Although saving people from jail is his main passion, Gilmore said marijuana could stimulate the economy, too.
Growing marijuana has become a craft, he said, noting there are three main variables you can control: environment, nutrients and genetics.
Growers can play with the genetics to come up with new strains, Gilmore said. He has two proprietary genetic strains.
Growing indoors allows one to micromanage the climate, Gilmore said. Outdoors, you’re at the whim of mother nature — which is not conducive to marijuana in Western Washington, he said. “We are not Northern California, that’s for sure.”
As the new system takes effect, Gilmore wants to see an opportunity for small farms to thrive.
“I certainly want to make a situation that works for the family farms as opposed to corporate entities,” he said.
He envisions marijuana farms as ecotourism destinations, akin to going to Spooner Farms or the Rutledge Corn Maze.
Medical Dispensaries Look at the Future
Many of the patients that frequent Canna Brothers marijuana dispensary in Yelm are worried about the future of medical marijuana, according to John Eagan, the dispensary’s owner.
The liquor control board recommended to the state Legislature in December that collective gardens — which supply medical marijuana dispensaries with its product — be eliminated.

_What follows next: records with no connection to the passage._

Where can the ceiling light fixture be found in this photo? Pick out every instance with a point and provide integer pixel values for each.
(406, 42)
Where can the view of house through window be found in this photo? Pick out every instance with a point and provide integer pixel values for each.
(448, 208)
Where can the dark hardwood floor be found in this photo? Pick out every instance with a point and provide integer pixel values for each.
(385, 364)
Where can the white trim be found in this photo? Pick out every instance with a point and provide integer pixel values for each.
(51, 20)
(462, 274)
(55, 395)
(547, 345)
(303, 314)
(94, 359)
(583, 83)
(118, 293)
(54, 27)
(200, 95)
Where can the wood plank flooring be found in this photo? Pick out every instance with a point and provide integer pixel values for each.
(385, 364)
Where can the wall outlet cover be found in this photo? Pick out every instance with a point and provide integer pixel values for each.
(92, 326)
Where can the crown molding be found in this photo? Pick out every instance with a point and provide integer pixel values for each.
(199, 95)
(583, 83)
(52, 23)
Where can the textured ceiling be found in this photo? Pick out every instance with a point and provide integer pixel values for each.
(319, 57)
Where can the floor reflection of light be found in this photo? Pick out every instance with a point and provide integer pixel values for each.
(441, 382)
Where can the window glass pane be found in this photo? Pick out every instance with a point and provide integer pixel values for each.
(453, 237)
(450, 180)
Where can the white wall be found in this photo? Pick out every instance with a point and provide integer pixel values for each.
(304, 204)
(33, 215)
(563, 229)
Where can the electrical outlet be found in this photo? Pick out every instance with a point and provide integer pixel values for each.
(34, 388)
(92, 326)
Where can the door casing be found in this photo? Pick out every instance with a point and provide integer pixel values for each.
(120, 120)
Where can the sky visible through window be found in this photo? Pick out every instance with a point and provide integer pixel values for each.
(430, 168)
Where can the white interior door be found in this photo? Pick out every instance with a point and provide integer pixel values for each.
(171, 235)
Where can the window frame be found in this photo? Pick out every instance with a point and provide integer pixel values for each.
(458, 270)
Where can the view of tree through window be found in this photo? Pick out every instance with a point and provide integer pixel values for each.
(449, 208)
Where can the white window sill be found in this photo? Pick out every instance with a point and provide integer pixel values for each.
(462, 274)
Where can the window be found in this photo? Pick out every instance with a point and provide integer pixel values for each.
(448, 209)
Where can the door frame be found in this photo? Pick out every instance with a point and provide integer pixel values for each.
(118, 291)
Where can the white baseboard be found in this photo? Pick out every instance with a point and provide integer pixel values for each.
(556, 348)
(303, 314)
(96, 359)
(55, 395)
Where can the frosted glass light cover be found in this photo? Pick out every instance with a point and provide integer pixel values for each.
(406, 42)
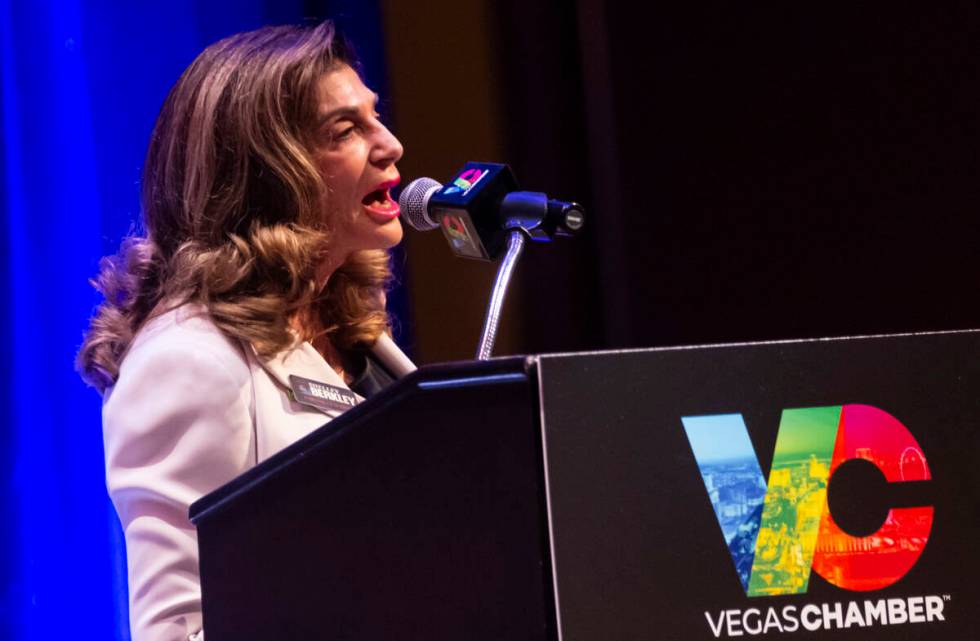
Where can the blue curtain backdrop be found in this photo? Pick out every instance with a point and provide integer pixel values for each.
(80, 86)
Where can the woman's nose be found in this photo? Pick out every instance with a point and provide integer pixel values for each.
(388, 150)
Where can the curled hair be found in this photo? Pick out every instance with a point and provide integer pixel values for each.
(232, 208)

They also recommended medical marijuana patients be allowed to grow six plants for personal use, instead of the 15 plants currently allowed under state law.
The recommendations attempt to create one system for both recreational and medical marijuana.

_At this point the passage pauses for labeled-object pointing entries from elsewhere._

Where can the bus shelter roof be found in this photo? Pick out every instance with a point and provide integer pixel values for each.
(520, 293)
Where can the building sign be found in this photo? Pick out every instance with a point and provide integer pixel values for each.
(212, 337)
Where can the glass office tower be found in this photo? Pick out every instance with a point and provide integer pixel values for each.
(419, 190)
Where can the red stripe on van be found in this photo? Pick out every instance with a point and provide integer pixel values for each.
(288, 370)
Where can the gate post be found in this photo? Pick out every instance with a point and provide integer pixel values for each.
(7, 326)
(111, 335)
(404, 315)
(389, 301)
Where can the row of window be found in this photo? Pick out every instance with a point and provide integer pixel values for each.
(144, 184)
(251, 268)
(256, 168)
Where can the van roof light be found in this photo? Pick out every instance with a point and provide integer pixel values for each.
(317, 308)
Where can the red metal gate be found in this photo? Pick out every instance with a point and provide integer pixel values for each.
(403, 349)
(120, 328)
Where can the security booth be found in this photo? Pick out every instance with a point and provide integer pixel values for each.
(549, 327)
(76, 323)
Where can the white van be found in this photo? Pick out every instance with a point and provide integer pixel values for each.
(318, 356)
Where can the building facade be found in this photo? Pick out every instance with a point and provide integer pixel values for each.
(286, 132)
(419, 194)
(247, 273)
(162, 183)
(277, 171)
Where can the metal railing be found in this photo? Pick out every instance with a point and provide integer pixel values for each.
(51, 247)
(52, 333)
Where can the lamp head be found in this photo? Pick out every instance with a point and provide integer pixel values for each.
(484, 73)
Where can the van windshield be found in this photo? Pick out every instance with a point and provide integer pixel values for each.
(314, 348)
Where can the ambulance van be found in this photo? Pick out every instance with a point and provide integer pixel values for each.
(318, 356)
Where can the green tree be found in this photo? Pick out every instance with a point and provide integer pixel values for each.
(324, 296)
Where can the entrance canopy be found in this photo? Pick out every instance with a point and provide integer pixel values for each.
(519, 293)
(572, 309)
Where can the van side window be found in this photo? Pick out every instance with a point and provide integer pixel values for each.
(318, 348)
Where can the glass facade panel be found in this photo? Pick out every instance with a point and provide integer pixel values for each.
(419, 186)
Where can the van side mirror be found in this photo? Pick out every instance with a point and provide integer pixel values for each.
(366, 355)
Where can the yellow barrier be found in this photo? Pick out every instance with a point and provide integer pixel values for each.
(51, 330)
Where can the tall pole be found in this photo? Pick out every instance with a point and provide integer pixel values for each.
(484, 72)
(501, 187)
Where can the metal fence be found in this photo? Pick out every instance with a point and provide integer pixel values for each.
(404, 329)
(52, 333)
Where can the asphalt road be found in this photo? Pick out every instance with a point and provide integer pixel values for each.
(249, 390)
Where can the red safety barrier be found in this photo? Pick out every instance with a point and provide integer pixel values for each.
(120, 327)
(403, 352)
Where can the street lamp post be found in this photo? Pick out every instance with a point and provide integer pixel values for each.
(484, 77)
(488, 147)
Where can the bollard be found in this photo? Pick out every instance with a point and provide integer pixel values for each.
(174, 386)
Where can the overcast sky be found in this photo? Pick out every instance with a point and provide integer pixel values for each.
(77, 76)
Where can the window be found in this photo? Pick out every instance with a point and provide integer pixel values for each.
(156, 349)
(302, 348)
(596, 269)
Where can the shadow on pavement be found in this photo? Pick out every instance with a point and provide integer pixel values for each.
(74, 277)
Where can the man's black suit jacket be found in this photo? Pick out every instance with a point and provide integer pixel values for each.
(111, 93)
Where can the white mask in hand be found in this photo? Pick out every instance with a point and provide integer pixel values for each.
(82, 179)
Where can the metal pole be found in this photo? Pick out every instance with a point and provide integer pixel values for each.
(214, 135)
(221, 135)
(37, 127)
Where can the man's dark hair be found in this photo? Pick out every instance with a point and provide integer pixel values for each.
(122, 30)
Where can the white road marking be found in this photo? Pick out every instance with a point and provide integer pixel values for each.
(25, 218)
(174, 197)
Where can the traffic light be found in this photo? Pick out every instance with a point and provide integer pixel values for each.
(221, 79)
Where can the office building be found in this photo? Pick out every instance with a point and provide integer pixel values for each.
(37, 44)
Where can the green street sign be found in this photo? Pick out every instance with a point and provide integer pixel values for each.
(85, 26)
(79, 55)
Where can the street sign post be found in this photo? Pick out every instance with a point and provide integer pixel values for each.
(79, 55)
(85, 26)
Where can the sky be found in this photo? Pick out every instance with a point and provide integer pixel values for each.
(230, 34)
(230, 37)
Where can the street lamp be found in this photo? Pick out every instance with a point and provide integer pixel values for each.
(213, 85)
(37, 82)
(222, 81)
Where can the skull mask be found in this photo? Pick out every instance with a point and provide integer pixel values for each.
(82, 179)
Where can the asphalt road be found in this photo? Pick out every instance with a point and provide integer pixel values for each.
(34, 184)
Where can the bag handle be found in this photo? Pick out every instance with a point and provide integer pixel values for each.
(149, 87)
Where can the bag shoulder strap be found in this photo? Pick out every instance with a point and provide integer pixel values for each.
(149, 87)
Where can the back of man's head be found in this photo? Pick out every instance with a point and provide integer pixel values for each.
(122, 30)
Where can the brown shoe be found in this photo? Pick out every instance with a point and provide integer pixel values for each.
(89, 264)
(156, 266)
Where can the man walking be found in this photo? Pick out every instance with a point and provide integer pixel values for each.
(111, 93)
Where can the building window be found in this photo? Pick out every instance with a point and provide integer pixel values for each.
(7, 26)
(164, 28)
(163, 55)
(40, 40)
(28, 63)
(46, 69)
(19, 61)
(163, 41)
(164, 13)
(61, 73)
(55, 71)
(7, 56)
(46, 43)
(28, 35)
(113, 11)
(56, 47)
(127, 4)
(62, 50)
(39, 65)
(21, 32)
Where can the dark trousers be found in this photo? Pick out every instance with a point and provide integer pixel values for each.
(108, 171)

“Integrate medical and recreational marijuana producers, processors and retailers into one licensing system,” the recommendations state. “Only recreational marijuana retailers with an endorsement may accept medical marijuana authorization cards.”

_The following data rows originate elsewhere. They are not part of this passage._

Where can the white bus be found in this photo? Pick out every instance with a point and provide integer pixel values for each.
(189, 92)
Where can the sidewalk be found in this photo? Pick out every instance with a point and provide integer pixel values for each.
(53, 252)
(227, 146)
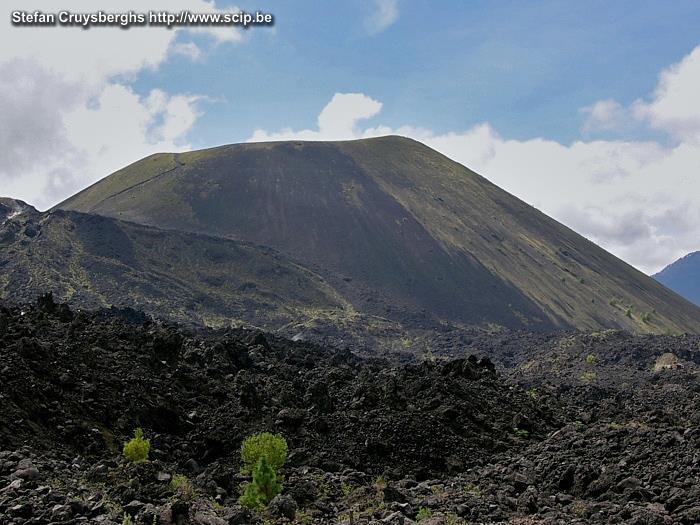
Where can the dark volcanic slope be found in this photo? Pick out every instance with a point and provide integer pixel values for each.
(95, 261)
(398, 229)
(683, 277)
(611, 438)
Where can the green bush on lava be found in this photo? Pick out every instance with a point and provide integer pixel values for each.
(137, 448)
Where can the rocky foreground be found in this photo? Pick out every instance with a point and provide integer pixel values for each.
(585, 428)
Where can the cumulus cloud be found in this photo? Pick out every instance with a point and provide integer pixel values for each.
(384, 14)
(69, 114)
(638, 199)
(674, 107)
(605, 115)
(337, 120)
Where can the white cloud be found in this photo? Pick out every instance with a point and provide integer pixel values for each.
(187, 49)
(68, 114)
(674, 107)
(605, 115)
(638, 199)
(337, 120)
(384, 14)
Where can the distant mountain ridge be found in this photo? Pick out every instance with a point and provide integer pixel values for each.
(683, 277)
(397, 230)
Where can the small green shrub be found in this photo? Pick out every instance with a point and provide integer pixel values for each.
(272, 446)
(423, 514)
(521, 433)
(380, 483)
(182, 485)
(263, 488)
(588, 377)
(137, 448)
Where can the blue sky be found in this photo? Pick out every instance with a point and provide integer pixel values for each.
(586, 110)
(525, 67)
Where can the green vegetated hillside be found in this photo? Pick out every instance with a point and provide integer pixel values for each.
(398, 230)
(93, 261)
(683, 277)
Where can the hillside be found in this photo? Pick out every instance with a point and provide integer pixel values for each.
(683, 277)
(93, 261)
(396, 228)
(612, 439)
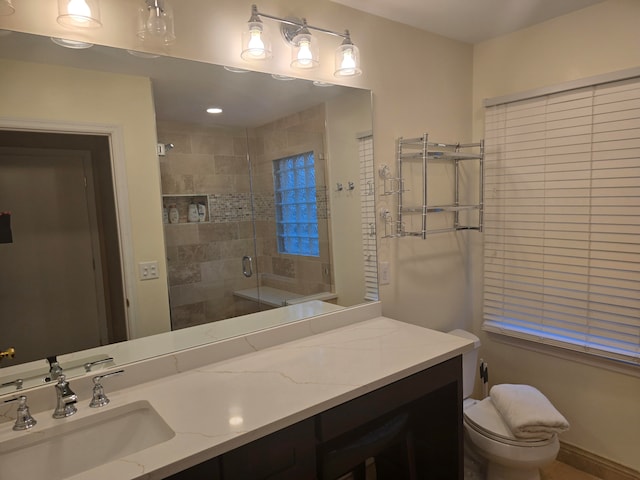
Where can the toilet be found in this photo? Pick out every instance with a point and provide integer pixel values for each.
(488, 441)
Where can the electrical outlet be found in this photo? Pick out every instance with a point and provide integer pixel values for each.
(148, 270)
(384, 275)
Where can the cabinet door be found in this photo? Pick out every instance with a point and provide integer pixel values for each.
(209, 470)
(288, 454)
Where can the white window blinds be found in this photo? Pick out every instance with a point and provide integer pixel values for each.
(368, 211)
(562, 220)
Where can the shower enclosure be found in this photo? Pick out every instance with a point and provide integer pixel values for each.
(259, 241)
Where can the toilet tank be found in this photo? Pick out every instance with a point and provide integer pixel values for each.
(469, 362)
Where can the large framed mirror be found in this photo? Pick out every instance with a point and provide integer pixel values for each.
(253, 209)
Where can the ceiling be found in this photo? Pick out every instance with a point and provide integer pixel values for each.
(469, 21)
(183, 89)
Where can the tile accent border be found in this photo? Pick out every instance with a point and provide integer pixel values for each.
(595, 465)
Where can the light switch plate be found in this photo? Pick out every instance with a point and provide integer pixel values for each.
(148, 270)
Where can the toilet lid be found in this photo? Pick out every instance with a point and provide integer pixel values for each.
(484, 418)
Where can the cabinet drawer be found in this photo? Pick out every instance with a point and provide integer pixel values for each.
(209, 470)
(362, 410)
(288, 454)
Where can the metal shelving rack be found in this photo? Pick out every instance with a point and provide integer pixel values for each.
(420, 149)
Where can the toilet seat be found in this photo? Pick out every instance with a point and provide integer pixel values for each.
(487, 421)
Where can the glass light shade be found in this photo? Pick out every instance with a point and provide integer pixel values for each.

“I’m disappointed with the way they’re going about it because this is helping out a lot of hurting people,” Eagan said.
Canna Brothers has been in business for about three years, he said. People come from Yelm, Rainier, Roy and as far away as Grand Mound to purchase marijuana from the business, he said.
Eagan said he thinks the liquor control board’s recommendations come down to greed, which is bad for patients.
“Some people will be able to find relief, but most won’t,” he said. “We study up and figure out which kind of marijuana will do what for you, take care of your ails,” he said.
Eagan said some people are concerned about the possibility of pesticides being allowed in state-regulated stores. He said the price of marijuana under the state may double.
“We sell for $10 a gram here and we try to keep everything low and affordable,” he said. “I’m not here to make a killing off anybody. I just like to make a living and help people out.”
Eagan said if the Legislature enacts the liquor control board’s recommendations, he would get in on a class-action lawsuit if one forms.
“This is how I make my living now, and to rip it out from under us — there’s a lot of people out there right now making a living off of this,” he said. “Their excess, they grow at home, they bring it here and we donate it to people who can’t grow. If they take away the growing rights, then we have no place to get our stuff.”
Eagan said he would not pursue involvement in recreational marijuana if dispensaries are essentially outlawed.
“I don’t want to work for the state,” he said. “I think what they’re going to do is they’re going to make it so expensive it’s going to push it back into the underground, black market type of stuff.”